Estamos a falar de desaceleração em termos muito relativos. Repare que a Casa Hermès passou de um crescimento de 18 por cento em 2012 para um de 13 por cento no passado… O que até não é mau para uma empresa familiar que desde há cinco anos sofria uma pressão tremenda em termos de crescimento sucessivo forte, algo como nunca tínhamos tido em toda a nossa história. Na China, o crescimento foi mesmo da ordem dos 15 por cento. Para a Hermès, só a Relojoaria desacelerou significativamente nesse mercado, devido às novas leis sobre presentes a dirigentes, mas penso que outras marcas terão sofrido ainda mais do que nós.

Por outro lado, as taxas de crescimento que podemos absorver têm limites físicos. Na marroquinaria, por exemplo, e que é de longe o nosso segmento de negócio mais importante, estamos a contratar 200 artesãos novos ao ano, o que representa cerca de 10 por cento da nossa força de trabalho total. A isso, temos que acrescentar 18 meses de formação. Para fazer os produtos que fazemos, com a qualidade a atenção ao pormenor que mantemos, há limites para o crescimento. Se acrescentarmos a isso o facto de não ser possível encontrar, todos os anos, com aumentos de 20 ou 30 por cento na procura, peles de qualidade, pode-se perceber que a raridade das matérias-primas com que trabalhamos também nos coloca limites.

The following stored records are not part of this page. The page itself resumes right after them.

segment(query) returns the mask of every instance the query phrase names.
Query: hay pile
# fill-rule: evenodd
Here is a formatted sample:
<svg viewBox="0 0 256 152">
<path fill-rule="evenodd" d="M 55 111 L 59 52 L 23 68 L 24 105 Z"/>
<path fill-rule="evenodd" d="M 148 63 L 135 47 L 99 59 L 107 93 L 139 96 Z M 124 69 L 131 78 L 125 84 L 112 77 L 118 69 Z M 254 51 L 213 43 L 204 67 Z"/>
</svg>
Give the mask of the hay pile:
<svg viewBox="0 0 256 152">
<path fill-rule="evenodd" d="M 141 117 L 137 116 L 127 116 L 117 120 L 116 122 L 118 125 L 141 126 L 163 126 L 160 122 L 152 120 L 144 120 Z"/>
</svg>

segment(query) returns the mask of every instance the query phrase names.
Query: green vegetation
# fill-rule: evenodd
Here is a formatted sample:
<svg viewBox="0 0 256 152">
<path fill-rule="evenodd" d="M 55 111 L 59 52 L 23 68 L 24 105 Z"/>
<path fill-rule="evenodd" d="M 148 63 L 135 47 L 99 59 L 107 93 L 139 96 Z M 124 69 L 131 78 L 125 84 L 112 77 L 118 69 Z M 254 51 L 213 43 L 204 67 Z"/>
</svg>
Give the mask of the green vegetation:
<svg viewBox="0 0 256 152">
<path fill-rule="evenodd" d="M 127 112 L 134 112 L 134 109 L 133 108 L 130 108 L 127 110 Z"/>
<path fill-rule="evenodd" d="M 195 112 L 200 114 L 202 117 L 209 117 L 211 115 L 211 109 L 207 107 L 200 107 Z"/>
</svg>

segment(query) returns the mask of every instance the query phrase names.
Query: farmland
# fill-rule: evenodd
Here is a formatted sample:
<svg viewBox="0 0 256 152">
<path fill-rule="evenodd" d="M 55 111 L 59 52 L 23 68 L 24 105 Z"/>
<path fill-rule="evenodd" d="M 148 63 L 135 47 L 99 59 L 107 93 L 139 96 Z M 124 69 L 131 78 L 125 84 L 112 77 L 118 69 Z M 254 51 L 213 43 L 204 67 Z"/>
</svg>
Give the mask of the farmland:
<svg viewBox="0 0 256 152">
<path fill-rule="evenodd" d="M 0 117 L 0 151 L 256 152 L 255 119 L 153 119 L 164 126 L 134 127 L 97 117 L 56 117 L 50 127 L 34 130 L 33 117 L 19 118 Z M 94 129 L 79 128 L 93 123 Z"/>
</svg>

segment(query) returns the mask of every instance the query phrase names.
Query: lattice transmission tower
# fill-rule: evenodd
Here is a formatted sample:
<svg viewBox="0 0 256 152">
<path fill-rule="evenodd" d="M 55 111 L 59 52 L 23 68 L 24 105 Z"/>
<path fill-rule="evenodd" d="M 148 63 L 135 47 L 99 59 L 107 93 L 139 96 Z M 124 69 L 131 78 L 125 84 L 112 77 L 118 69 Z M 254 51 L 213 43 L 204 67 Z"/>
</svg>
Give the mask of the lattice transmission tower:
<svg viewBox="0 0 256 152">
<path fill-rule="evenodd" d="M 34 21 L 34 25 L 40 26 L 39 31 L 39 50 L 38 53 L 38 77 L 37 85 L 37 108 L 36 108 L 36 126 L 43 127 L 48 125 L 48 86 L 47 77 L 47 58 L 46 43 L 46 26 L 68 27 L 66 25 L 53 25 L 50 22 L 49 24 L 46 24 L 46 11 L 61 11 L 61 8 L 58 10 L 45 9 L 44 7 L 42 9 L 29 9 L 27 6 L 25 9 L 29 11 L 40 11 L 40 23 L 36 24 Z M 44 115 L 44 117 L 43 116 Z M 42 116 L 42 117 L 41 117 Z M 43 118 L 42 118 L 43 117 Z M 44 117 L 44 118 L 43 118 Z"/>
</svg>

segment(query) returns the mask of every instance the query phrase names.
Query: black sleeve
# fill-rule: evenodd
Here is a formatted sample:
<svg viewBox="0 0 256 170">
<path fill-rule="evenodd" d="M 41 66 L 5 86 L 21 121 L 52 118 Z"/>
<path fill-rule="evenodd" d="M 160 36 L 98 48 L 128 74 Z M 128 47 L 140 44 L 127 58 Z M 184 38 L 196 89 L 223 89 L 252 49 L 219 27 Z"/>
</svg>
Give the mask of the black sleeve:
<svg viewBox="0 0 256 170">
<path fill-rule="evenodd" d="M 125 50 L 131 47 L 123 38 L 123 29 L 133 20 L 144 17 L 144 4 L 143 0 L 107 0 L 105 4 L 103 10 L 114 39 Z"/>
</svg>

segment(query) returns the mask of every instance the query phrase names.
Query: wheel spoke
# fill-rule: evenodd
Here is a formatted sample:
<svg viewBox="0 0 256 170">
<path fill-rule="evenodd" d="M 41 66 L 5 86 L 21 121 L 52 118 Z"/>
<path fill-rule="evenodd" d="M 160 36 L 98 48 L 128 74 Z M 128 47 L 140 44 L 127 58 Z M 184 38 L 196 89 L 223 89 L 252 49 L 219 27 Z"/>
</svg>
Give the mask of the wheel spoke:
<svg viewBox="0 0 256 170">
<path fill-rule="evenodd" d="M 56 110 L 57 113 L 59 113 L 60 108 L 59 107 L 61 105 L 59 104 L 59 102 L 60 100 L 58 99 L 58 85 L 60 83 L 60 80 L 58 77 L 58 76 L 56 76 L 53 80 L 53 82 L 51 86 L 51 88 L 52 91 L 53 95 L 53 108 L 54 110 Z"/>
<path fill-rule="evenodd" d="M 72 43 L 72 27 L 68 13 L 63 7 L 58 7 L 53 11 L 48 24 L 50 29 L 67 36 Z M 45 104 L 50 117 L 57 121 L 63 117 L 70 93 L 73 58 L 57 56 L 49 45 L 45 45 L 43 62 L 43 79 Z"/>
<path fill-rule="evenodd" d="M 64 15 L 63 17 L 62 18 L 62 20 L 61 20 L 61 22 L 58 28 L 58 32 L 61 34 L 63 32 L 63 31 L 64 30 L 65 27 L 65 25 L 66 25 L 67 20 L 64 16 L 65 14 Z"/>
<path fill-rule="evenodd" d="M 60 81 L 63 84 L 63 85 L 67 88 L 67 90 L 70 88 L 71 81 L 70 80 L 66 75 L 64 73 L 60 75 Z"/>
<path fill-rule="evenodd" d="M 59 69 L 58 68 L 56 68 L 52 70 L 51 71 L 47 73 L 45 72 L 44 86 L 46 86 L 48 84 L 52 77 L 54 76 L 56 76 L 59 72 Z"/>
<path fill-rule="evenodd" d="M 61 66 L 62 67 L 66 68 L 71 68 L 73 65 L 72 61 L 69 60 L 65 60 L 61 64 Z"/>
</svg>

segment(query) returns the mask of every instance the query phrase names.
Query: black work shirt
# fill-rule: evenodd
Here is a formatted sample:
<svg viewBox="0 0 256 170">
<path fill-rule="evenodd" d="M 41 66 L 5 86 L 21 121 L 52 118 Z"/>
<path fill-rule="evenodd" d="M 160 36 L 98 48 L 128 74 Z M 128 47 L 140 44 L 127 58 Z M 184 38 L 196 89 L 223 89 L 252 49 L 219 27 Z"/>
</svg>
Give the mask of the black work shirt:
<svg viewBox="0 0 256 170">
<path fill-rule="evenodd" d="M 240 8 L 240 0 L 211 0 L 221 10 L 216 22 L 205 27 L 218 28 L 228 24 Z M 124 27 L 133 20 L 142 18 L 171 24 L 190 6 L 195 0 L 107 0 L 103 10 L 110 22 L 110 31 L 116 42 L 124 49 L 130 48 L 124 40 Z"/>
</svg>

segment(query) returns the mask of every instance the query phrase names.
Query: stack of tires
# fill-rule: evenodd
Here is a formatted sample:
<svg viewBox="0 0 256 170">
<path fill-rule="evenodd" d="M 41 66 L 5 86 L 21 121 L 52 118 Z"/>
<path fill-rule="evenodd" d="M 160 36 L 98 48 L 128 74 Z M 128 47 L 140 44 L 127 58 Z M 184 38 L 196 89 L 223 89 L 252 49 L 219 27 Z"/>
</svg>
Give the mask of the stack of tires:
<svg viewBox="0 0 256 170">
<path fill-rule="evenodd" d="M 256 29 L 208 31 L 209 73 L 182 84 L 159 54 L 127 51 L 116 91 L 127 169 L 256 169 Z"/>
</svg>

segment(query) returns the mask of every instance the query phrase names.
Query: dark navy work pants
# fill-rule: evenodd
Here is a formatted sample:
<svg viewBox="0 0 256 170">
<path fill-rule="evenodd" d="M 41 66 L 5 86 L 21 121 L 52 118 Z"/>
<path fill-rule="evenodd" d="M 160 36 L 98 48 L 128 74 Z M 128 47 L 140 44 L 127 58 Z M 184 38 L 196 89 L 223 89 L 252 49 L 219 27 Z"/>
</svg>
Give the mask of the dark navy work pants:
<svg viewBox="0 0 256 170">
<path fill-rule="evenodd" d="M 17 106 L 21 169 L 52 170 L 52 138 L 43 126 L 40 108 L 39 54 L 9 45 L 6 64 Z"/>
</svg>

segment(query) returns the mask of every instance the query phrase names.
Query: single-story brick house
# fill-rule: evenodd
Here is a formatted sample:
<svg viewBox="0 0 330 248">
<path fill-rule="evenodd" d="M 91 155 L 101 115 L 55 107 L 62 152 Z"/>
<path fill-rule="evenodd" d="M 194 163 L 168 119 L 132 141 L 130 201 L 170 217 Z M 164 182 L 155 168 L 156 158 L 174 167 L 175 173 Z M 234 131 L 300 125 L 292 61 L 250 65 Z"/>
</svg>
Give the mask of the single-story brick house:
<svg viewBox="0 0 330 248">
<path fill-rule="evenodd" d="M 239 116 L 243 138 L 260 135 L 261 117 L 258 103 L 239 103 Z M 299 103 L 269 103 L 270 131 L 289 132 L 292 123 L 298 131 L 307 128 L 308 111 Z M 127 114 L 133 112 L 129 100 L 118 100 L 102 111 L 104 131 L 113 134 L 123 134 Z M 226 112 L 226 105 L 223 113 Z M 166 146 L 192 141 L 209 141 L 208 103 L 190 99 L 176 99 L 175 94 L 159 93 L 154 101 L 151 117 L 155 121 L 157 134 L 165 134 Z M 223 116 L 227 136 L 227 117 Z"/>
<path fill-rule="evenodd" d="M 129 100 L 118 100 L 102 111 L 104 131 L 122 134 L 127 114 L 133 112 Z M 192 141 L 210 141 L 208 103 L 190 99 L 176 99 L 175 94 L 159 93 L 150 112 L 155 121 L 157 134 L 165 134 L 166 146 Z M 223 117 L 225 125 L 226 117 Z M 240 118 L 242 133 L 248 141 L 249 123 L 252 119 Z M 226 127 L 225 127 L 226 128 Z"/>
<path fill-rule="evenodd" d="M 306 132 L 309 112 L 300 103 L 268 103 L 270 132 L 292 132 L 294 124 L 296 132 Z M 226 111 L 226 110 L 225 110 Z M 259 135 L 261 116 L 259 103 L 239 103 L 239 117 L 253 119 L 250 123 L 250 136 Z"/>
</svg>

Estamos constantemente a investir em peleiros e tintureiros, mas mesmo assim…

[A Hermès comprou em 2010 duas quintas de criação de crocodilos na Austrália e uma de aligatores na Louisiana]

Finalmente, destaco que em 2013 abrimos apenas mais três novas boutiques no mundo [actualmente 319, incluindo uma em Lisboa], não aumentámos os preços, pelo que o crescimento ocorrido foi totalmente orgânico, de volume puro de vendas. Por isso, não estamos preocupados.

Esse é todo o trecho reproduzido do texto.